Originally Posted by Eagle3
H was a real clinging boomerang the past 2 years.

Originally Posted by Eagle3
I was convinced that he was now going to become more of a vanisher, but I have my doubts again.

Oftentimes the MLCer remains whatever “type” they are for the duration of the crisis. It’s in their core make up of themselves. H is going without talking/clinging to you, but he is reaching out to father, mom, and so on. It’s part of his path and his hidden internal needs. Just because he doesn’t contact you, or more follows your wishes that he doesn’t, does not denote he is, or is becoming, a vanisher.

The “type” is a MLCer’s “majority of the time” default outward expression of how they handle/ignore/run-from their feelings. Clinging and emotionally all over the place. Boomeranging back and forth between both lives and both ideals. Vanishing, poof, never look back, emotionally ignore, and run toward that new wonderful life. These paths are all built upon deceit and lies, to and of themselves. The path is of their own making and therefore is usually not undone until the crisis is undone.

Originally Posted by Eagle3
Since my journey started, 2 years ago, we as LBS start looking madly for an explanation that can explain why our H/W can become the opposite of who they used to be. I have read an awful lot, but many of the things I read I did not understand, let alone that I could place them or apply them effectively.
The longer your ride takes, the more everything becomes clear.

I also had this with the principle 'going dark'. I did not understand what this meant. Only now do I really understand that this is to protect yourself, and I can say with certainty now that this was really necessary for me, and will certainly be necessary in the near future, if only for the divorce in a businesslike way to be able to approach. I am a way too emotional person, I don't think I will succeed otherwise.

Time is certainly a gift.

Things do get clearer as one progresses.

Going dark is very useful for protecting one’s self.
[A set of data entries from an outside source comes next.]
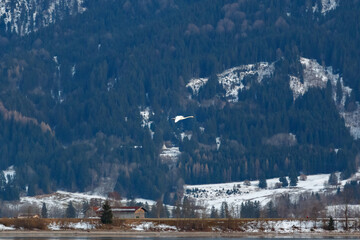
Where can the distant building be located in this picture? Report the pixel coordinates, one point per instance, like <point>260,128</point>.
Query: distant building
<point>28,215</point>
<point>91,212</point>
<point>126,212</point>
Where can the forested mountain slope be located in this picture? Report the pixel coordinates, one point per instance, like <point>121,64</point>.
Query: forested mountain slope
<point>87,101</point>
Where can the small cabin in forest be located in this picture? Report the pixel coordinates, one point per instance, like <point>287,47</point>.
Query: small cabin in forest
<point>127,212</point>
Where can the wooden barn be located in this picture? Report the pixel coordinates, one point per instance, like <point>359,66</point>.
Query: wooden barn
<point>127,212</point>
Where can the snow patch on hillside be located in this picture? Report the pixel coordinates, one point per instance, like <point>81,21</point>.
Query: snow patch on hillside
<point>184,135</point>
<point>9,174</point>
<point>170,155</point>
<point>232,80</point>
<point>328,5</point>
<point>196,83</point>
<point>145,115</point>
<point>25,16</point>
<point>315,75</point>
<point>235,193</point>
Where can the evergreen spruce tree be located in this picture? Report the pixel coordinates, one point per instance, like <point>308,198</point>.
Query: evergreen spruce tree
<point>331,225</point>
<point>70,211</point>
<point>339,93</point>
<point>333,179</point>
<point>214,213</point>
<point>44,211</point>
<point>106,216</point>
<point>293,179</point>
<point>262,182</point>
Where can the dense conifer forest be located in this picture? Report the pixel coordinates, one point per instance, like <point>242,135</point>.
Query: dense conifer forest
<point>74,91</point>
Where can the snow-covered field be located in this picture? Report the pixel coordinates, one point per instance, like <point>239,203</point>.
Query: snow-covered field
<point>236,193</point>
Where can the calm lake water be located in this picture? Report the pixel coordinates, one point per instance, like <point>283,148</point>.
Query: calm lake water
<point>168,238</point>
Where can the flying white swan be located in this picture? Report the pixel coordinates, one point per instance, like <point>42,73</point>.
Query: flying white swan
<point>179,118</point>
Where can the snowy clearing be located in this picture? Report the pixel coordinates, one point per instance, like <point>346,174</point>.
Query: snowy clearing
<point>235,193</point>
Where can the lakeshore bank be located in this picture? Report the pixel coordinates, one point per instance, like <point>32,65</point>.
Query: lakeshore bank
<point>121,234</point>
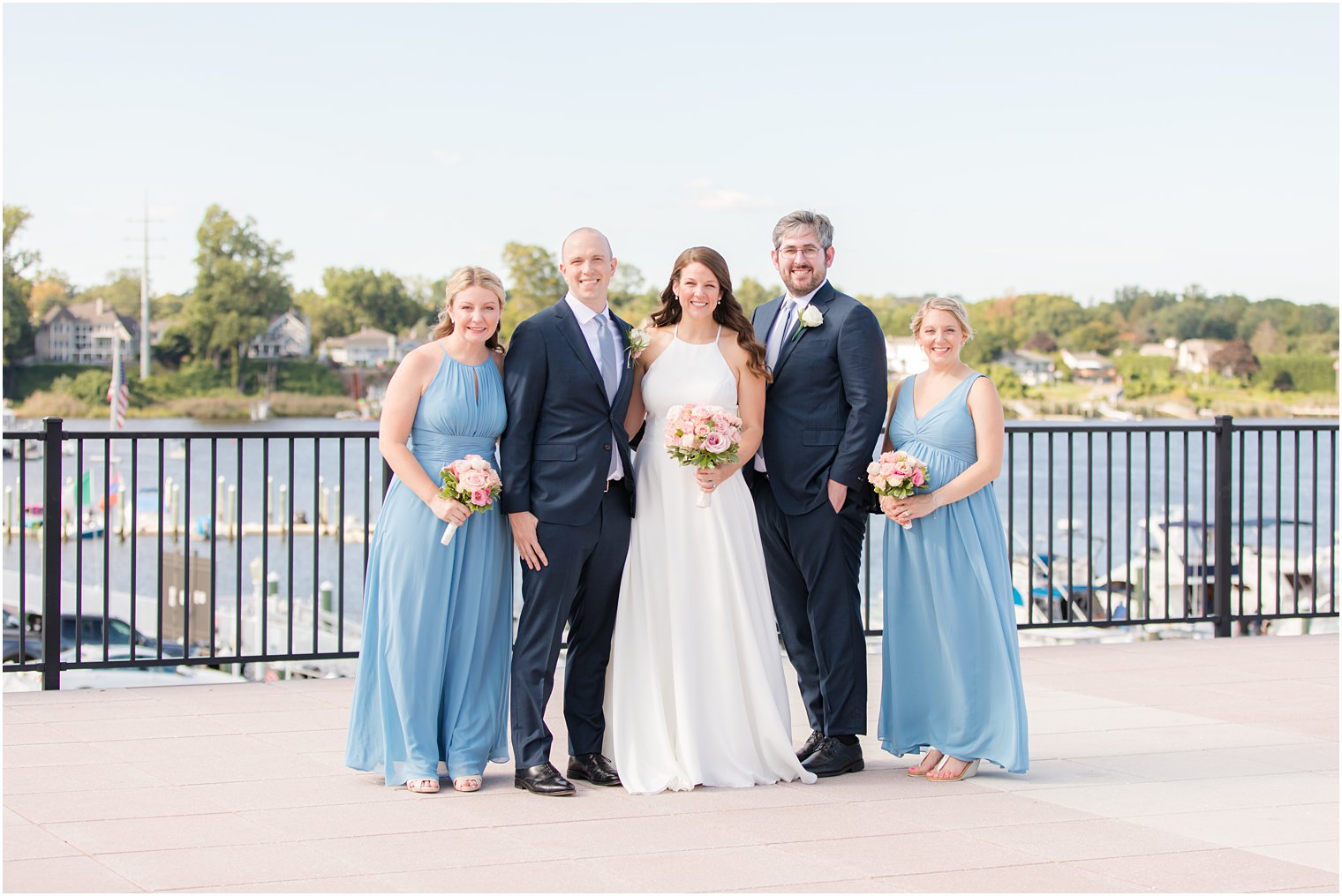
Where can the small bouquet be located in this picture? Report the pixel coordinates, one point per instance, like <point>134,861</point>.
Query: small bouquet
<point>472,482</point>
<point>702,436</point>
<point>897,474</point>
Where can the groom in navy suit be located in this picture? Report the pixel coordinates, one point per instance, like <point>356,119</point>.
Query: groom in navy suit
<point>568,490</point>
<point>823,413</point>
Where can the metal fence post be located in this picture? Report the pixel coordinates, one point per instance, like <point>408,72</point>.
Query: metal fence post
<point>1221,524</point>
<point>51,554</point>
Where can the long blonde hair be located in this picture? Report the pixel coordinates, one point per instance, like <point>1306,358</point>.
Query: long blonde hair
<point>464,278</point>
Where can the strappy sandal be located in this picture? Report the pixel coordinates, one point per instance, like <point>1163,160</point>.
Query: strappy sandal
<point>913,770</point>
<point>968,772</point>
<point>422,785</point>
<point>467,784</point>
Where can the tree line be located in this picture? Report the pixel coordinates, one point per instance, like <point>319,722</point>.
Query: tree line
<point>242,284</point>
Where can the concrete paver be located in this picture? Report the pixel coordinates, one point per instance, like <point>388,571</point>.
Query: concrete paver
<point>1169,764</point>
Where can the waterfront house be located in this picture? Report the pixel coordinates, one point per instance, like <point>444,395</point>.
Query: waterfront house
<point>369,348</point>
<point>903,356</point>
<point>1195,356</point>
<point>1090,366</point>
<point>1032,368</point>
<point>85,333</point>
<point>1168,349</point>
<point>288,335</point>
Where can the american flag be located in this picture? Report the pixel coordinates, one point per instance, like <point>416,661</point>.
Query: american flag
<point>118,393</point>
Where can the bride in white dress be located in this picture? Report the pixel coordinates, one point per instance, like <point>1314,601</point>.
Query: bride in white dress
<point>696,694</point>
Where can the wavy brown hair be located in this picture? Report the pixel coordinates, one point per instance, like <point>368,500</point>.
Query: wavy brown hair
<point>728,312</point>
<point>464,278</point>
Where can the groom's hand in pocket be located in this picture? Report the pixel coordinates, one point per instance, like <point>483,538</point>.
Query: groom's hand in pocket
<point>838,493</point>
<point>528,545</point>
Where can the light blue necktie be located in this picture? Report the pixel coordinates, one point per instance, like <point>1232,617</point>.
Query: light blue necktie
<point>609,369</point>
<point>780,333</point>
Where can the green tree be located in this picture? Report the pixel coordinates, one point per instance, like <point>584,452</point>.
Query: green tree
<point>53,290</point>
<point>1235,358</point>
<point>121,293</point>
<point>18,320</point>
<point>372,298</point>
<point>173,346</point>
<point>240,284</point>
<point>533,283</point>
<point>1267,340</point>
<point>1096,335</point>
<point>328,317</point>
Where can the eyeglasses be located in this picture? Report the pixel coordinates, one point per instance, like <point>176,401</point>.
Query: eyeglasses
<point>810,252</point>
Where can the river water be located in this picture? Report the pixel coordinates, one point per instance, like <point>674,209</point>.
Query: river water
<point>1115,480</point>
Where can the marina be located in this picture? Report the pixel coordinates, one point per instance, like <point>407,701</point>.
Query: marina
<point>266,529</point>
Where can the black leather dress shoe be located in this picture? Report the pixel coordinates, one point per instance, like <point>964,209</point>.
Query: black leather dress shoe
<point>595,769</point>
<point>544,779</point>
<point>835,758</point>
<point>810,746</point>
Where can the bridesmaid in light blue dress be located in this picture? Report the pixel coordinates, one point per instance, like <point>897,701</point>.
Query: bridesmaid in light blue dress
<point>434,666</point>
<point>952,668</point>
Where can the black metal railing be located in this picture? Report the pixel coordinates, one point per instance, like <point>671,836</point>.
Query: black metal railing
<point>1208,524</point>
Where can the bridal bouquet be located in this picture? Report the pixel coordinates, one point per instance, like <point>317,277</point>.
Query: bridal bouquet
<point>472,482</point>
<point>897,474</point>
<point>702,436</point>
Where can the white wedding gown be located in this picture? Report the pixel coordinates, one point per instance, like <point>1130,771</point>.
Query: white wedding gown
<point>696,692</point>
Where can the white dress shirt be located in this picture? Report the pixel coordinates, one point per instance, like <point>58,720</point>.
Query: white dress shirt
<point>773,346</point>
<point>591,323</point>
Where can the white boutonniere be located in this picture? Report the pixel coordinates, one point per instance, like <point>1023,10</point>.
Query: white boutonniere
<point>637,343</point>
<point>810,318</point>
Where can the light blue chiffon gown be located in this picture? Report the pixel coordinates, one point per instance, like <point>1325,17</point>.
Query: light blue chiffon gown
<point>434,666</point>
<point>952,668</point>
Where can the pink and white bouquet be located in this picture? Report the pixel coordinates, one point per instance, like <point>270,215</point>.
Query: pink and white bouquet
<point>472,482</point>
<point>897,474</point>
<point>702,436</point>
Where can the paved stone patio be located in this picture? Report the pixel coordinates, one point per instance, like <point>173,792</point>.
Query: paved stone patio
<point>1157,766</point>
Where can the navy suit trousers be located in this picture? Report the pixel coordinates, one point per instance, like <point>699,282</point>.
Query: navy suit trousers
<point>580,586</point>
<point>813,561</point>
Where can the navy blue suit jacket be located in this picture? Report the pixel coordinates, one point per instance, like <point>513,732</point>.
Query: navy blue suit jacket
<point>827,402</point>
<point>562,429</point>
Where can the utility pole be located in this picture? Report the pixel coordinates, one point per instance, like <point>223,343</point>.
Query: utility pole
<point>144,301</point>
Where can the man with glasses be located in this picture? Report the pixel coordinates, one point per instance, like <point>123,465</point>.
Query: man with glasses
<point>823,415</point>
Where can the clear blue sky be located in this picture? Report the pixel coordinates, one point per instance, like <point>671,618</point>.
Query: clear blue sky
<point>964,149</point>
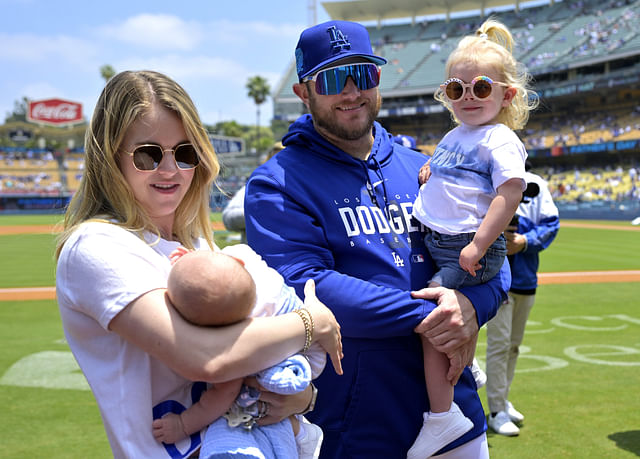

Originally Posted by Eagle3
For now,I have not yet received a reply to the email I sent him. However, I do know that he would like to buy-in the house where I live with the children (I cannot buy it because it is too expensive). He wants me to stay here with them. I've been thinking about this but this is not something I want.

In this way he keeps full control of me and the children and if he suddenly returns I run the risk of having to leave the house in a rush. That's why I've already decided for myself that I want a fresh start, not one where he can exert any control over me.

After all, he wanted all this, this was not my choice, but I will protect myself from what comes. I do have control over that.

What do you think about this?

In November H stated he didn’t want a divorce. The Christmas holiday visit was reported disastrous, especially with the discovery of OW2.

Two years is lots of time, and not much time - at the same time.

Going dark does protect one’s heart and mind. That protection come as a wall and hardening of the heart. It takes specific energy and direction to keep your heart soft and squishy.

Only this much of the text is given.